Over the weekend I met with the CEO of BLUR Search Technologies . Jaime is also my brother-in-Law, and has sponsored IndieWebCamp NYC in 2018. We mainly gathered for Thanskgiving, the second Thanksgiving, and finally leftovers.
As we all played clean the fridge we snuck away to scope out a possible search engine for the IndieWeb Community. Blur Search Technologies will donate time and technology but we will need some help in implementing some building blocks IndieAuth, Post Type Discovery Algorithm, etc.
We will also check out and see how much of indiemap.org. I think it will be a ton, plus we have data already to play with.
Opt-in with IndieAuth
Yes many of us publish openly, even with liberal licenses that allow for remixing and forking but this does not mean we want the data scraped, parsed, and sorted. The right thing and what you have the right to do are not always the same.
Thus the first feature we would need to have would be an opt-in service using the IndieAuth protocol. Meaning the only website data the search engine would collect would be that which you authorized.
Types of Tables
We first discussed what types of tables and data are available to fill these tables. We did not decide if each top level h* would get a table or we would the h* as the first column.

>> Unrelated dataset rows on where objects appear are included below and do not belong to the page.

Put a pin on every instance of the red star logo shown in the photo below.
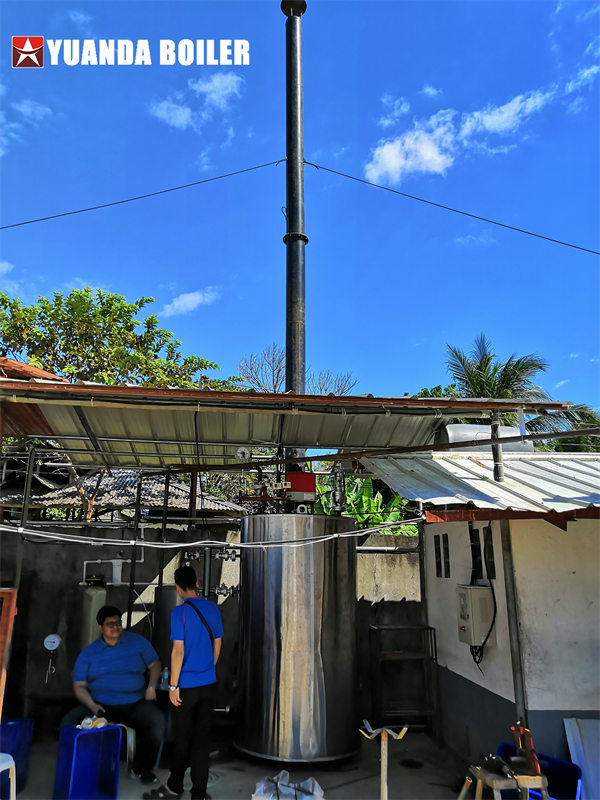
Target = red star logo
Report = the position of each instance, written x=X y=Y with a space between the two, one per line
x=28 y=51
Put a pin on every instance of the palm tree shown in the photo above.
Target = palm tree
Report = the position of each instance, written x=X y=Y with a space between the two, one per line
x=480 y=373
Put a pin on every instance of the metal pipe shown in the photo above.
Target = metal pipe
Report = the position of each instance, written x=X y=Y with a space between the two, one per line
x=383 y=774
x=161 y=561
x=390 y=451
x=206 y=575
x=387 y=550
x=295 y=238
x=422 y=573
x=512 y=610
x=497 y=448
x=136 y=524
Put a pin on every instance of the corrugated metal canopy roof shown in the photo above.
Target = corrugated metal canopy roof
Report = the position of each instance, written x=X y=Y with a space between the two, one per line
x=118 y=491
x=533 y=481
x=139 y=427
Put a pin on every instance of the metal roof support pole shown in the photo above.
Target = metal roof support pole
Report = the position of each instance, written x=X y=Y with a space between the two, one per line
x=161 y=559
x=510 y=588
x=512 y=608
x=295 y=238
x=136 y=525
x=497 y=448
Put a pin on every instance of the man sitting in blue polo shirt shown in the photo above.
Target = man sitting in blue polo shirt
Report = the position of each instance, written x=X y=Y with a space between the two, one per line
x=108 y=680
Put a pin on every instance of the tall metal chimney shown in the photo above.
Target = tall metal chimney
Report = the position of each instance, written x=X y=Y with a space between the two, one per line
x=295 y=239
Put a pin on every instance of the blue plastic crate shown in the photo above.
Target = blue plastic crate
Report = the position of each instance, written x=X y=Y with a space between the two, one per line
x=564 y=778
x=87 y=766
x=15 y=739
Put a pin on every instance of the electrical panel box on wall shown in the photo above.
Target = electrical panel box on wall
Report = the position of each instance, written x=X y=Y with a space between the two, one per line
x=475 y=612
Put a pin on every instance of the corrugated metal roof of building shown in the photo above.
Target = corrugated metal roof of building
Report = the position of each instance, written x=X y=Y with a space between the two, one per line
x=118 y=490
x=533 y=481
x=139 y=427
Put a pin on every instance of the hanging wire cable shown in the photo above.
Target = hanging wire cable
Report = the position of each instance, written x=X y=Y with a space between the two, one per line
x=450 y=208
x=100 y=542
x=141 y=196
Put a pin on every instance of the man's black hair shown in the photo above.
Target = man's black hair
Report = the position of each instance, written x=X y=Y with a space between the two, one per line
x=107 y=611
x=185 y=578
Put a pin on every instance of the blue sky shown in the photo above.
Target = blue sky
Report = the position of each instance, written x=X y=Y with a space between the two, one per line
x=490 y=107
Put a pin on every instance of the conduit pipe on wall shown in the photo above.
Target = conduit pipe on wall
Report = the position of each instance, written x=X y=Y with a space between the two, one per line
x=512 y=608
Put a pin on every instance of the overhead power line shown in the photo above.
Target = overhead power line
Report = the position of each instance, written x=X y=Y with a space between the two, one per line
x=140 y=196
x=450 y=208
x=317 y=166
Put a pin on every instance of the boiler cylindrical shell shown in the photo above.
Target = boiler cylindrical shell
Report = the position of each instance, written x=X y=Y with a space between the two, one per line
x=298 y=671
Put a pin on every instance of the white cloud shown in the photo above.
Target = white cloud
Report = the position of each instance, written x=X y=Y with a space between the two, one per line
x=394 y=108
x=577 y=105
x=199 y=102
x=434 y=144
x=174 y=114
x=593 y=9
x=203 y=162
x=230 y=134
x=8 y=285
x=32 y=111
x=9 y=132
x=593 y=48
x=585 y=76
x=218 y=90
x=80 y=19
x=428 y=148
x=506 y=118
x=484 y=239
x=430 y=91
x=189 y=301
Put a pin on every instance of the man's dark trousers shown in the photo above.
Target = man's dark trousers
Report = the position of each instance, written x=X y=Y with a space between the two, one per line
x=191 y=730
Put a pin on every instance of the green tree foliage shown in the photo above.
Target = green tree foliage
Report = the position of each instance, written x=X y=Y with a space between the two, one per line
x=480 y=373
x=364 y=505
x=97 y=336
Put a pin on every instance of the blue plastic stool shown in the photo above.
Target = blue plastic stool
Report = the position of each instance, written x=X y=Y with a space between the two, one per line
x=15 y=740
x=7 y=764
x=87 y=767
x=564 y=778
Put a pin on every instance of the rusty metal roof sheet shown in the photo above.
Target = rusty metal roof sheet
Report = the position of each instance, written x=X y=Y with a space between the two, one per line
x=126 y=426
x=118 y=490
x=533 y=481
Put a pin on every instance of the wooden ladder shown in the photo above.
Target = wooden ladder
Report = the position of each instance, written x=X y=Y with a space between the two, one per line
x=8 y=610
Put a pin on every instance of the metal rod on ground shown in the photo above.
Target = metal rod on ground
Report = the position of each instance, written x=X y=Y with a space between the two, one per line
x=136 y=525
x=512 y=610
x=369 y=733
x=383 y=770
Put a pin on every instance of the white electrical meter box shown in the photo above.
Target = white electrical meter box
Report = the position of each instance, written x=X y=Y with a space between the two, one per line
x=475 y=610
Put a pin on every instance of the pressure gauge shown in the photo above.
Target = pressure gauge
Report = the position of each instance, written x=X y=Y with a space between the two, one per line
x=52 y=641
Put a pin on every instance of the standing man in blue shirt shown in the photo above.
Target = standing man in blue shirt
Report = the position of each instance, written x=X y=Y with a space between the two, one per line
x=196 y=633
x=109 y=680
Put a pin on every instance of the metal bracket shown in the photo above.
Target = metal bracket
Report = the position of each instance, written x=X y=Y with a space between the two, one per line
x=292 y=235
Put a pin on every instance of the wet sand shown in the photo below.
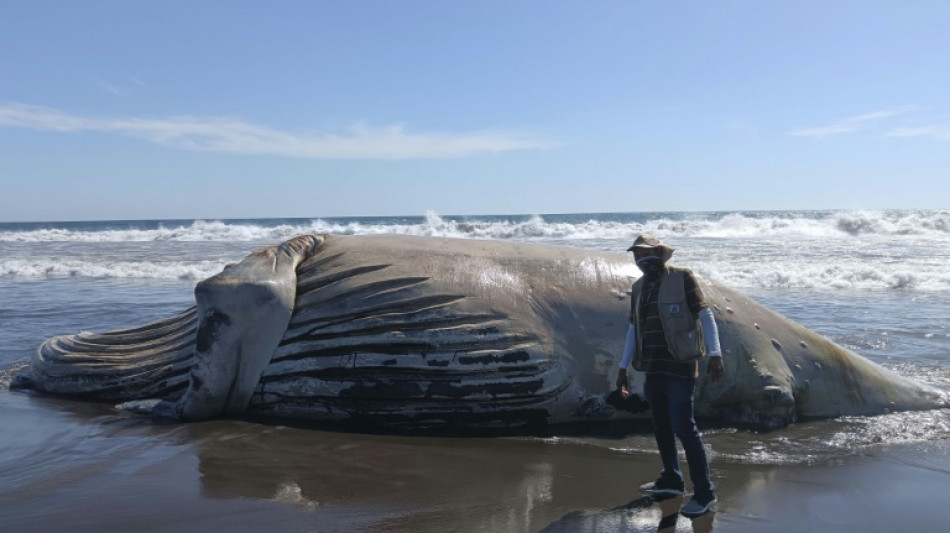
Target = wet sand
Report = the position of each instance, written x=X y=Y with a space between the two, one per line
x=81 y=467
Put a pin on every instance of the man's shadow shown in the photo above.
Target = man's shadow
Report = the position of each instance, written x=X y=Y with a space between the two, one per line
x=638 y=516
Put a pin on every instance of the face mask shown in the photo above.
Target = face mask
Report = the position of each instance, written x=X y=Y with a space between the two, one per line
x=650 y=266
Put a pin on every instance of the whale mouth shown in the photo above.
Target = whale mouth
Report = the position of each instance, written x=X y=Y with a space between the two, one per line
x=148 y=361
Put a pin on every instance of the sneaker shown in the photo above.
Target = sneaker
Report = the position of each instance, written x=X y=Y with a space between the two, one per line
x=663 y=486
x=698 y=505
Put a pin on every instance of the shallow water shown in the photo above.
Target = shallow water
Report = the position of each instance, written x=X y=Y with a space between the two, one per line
x=94 y=468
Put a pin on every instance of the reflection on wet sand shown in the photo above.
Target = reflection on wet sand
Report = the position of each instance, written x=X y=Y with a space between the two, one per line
x=430 y=484
x=641 y=515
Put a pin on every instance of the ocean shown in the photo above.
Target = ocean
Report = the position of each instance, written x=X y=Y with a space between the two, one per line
x=876 y=282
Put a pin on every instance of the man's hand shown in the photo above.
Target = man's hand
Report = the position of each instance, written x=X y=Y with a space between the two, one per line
x=622 y=381
x=714 y=369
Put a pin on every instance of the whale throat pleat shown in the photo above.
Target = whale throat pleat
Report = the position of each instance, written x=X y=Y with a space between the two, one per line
x=149 y=361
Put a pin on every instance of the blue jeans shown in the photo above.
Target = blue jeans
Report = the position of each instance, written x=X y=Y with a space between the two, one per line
x=671 y=399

Again we looked at Grant Richmond's UI, but the h-card directory would get parsed as soon as someone joins the search engine.
A feed reader could then be used to index sites. Using the post type discovery algorithim and existing microformats parsers we can add columns for all the properties used in:
For large blogs with decades and gigs of post we will index the pages overtime in the background. Adding sites quickly gets more expensive even quicker.
Some queries, like those involving people would get hard coded into the search engine. You could ask:
- Where is @x? -Then the search engine would qury the chekin posts for that person and tell you the last known location
- Who is @x? Will present the the h-card of a person. If there is a p-note or p-summary present then a tagline will appear in the results.
- What is @x Mastodon name? Queries the directory and finds the rel-me link
- What (movie, book, podcast) is most popular? This would query the frequency of "p-name" in the h-cite" of any watch, read or listen post (or whatever is the corect answer, much of this is new). These queries could of course be date restricted.
The keyword search would look for exact matches in:
- first p-name after the h-*
- p-category or rel="tag"
These could then be weighted in some form of ranking
- +100 if keyword in the p-name and alo p-category
- +50 if p-name
- +25 if p-category
- +10 for each exact match in the content
We needed to scope out an MVP which this blog post now completes. Next we will start working on testing the different microformats to json parsers to populate tables with dynamic columns to see which can be static columns.
We will start with my blog but need a few other volunteers. Find me in chat if interested.
reminded me of https://
We also need help from people with experience using the IndieWeb building blocks.
Can we add a micropub client so if you are signed into the search engine you can reply and interact with the results?
Can we develop APIs so people could add the search engine natively to their blogs for both local and network searches?
Could a private search enging help protect vunerable blogging communities by controlling not only who can use the search engine but giving uvers full control over what data is parsed?
Overall I think an opt-in search engine, where you can add and subtract your data as easy as every other time you use IndieLogIn will be great for the community. Search technologies combined with existing building blocks the #IndieWeb already created such a search tool would be useful to other consumable feeds in the #fediverse as well.